I haven’t taken a train to or from Union Station in Chicago for a few months, but today I noticed that many of the lights in the station felt a little brighter.


North concourse of Union Station, Chicago. Credit: Shaun Jacobsen.


According to the Union Station website, many of the station’s lightbulbs were changed recently. As a result, there is an annual savings of 3,142,932 kWh, or $336,402 in energy costs, annually.

Union Station always felt a little dreary (the Great Hall notwithstanding), if not because of the lightbulbs, because of the low ceilings or pollution from the diesel trains on the tracks. It feels a little brighter now.

Chicago Union Station’s unfortunately underused Great Hall. Credit: Wikipedia.

It would take some high ceilings and natural light for Union Station to feel like a more “European” station. That’s not to say that we should be building stations modeled after European stations, but most of them do feel airier and brighter. Most trains in Europe are also electrified, meaning no local pollution.

Gare du Nord in Paris

Gare du Nord in Paris. The regional/international station is also connected to Metro lines 4 and 5, and RER lines B and D. Credit: Wikipedia.
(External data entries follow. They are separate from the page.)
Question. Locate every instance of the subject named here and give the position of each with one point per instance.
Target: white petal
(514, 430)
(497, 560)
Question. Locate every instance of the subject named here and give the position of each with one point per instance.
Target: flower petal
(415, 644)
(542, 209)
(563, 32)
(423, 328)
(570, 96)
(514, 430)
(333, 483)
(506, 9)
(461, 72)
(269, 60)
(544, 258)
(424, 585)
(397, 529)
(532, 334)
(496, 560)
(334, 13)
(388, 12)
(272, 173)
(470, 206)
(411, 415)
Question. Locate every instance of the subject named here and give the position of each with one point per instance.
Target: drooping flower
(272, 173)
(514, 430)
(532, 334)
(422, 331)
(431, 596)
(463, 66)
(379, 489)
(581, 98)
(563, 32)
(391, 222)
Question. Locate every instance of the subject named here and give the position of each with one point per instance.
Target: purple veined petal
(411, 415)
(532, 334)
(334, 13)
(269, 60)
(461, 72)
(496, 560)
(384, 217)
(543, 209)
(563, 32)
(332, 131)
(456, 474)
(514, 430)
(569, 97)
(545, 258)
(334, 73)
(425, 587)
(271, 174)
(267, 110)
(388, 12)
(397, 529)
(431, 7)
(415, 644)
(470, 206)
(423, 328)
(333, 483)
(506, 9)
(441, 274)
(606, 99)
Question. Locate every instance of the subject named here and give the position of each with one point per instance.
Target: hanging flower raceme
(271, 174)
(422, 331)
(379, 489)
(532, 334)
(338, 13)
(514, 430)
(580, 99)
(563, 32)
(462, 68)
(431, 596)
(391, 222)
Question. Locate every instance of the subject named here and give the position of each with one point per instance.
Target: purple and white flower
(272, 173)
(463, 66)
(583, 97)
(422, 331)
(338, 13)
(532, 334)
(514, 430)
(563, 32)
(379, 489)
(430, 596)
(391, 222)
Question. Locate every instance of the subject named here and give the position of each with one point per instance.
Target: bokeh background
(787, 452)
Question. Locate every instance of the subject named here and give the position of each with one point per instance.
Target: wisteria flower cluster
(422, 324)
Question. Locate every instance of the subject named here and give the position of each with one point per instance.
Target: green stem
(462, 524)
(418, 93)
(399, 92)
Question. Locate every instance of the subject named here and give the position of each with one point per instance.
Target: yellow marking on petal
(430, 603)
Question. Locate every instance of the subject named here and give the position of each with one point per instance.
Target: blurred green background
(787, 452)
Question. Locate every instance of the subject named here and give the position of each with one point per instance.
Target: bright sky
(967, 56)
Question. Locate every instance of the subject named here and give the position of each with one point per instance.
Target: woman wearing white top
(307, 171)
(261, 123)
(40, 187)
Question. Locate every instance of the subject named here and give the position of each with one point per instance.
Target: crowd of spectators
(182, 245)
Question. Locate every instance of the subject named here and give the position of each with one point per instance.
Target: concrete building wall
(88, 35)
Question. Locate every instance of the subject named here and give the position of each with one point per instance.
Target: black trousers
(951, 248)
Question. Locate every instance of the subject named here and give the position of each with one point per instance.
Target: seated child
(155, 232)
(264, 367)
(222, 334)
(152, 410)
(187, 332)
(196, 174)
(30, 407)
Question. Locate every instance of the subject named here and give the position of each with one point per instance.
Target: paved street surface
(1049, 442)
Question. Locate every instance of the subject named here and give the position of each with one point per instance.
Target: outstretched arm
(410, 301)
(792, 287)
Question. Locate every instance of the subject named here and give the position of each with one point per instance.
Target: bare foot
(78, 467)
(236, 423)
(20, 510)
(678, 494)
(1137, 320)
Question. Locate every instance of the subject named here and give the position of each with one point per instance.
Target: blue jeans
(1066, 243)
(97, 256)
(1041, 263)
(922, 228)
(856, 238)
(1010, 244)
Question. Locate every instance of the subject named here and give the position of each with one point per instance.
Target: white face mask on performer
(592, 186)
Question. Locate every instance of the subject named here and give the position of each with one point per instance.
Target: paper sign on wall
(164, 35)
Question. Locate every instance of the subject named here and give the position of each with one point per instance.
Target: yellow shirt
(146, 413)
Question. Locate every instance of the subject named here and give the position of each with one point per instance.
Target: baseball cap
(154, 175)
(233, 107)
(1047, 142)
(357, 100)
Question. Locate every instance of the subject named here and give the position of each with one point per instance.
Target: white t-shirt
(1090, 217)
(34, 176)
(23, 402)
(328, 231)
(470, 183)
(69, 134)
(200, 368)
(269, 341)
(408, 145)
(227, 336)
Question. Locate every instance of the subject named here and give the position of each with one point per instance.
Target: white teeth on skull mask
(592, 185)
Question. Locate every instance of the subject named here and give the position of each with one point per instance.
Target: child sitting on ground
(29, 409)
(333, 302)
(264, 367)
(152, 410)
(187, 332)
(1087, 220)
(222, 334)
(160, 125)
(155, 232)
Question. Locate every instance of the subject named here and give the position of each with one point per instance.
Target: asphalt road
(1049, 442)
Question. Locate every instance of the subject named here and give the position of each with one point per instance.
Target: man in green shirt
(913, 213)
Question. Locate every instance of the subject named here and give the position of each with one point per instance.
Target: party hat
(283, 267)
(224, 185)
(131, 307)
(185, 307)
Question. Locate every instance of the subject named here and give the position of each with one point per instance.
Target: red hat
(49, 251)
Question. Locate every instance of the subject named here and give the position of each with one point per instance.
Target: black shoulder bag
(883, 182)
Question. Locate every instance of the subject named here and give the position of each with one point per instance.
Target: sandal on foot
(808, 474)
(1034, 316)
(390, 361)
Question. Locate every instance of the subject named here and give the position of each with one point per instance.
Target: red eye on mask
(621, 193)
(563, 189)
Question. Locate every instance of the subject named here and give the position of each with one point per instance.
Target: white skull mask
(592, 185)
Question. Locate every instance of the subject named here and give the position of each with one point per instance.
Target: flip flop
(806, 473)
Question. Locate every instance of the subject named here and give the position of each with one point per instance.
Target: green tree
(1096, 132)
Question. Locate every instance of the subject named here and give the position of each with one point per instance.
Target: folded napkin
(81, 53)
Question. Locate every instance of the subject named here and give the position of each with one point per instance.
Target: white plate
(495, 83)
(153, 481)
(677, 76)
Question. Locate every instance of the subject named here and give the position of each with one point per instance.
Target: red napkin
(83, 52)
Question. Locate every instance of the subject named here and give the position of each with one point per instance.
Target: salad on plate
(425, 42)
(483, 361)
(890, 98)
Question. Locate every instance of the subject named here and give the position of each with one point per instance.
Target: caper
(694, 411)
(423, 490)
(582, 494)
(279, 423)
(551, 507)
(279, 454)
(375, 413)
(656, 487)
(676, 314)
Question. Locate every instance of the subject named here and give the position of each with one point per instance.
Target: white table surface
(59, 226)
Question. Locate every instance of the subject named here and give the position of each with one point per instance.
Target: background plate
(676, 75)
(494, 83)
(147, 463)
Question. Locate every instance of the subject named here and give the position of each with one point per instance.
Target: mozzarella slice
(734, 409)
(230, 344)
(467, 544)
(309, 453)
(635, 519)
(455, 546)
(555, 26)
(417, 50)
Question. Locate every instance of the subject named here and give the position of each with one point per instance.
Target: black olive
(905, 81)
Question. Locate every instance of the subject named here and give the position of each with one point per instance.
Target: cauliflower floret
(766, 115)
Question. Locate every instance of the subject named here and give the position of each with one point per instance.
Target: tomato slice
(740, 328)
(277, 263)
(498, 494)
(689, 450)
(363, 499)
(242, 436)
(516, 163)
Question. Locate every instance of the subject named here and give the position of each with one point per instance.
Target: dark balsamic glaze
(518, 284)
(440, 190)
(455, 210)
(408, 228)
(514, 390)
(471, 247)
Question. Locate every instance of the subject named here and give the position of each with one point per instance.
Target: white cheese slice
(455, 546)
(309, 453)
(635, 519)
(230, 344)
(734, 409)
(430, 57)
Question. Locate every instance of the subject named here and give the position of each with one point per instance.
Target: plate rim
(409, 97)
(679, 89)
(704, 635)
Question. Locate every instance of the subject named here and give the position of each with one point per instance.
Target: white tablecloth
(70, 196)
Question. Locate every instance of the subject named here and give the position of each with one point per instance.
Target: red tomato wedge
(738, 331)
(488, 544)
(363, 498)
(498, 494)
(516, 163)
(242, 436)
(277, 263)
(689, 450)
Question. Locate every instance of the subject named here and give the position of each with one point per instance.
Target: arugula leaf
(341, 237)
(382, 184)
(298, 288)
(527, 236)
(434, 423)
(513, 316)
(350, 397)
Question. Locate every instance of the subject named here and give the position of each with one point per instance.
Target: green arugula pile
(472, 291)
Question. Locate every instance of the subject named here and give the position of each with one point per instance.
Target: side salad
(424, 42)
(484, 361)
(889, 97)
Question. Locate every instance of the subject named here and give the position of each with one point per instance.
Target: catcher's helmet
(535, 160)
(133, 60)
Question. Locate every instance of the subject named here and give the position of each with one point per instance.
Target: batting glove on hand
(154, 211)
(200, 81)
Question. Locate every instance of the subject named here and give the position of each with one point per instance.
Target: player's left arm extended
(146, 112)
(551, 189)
It’s worth noting different train station designs around the world. I haven’t visited many stations in America outside Europe, since we don’t have a very decent regional train network in the U.S., but I do know that there are some gems. I have visited Grand Central in New York, whose concourse is very open (the tracks are not). I’ve also heard that Union Station in Washington, D.C. is very nice. It would be nice if the Great Hall in Union Station could see more “life” like Grand Central.

If you’ve seen “airier” and “brighter” train stations here in the States, where are they?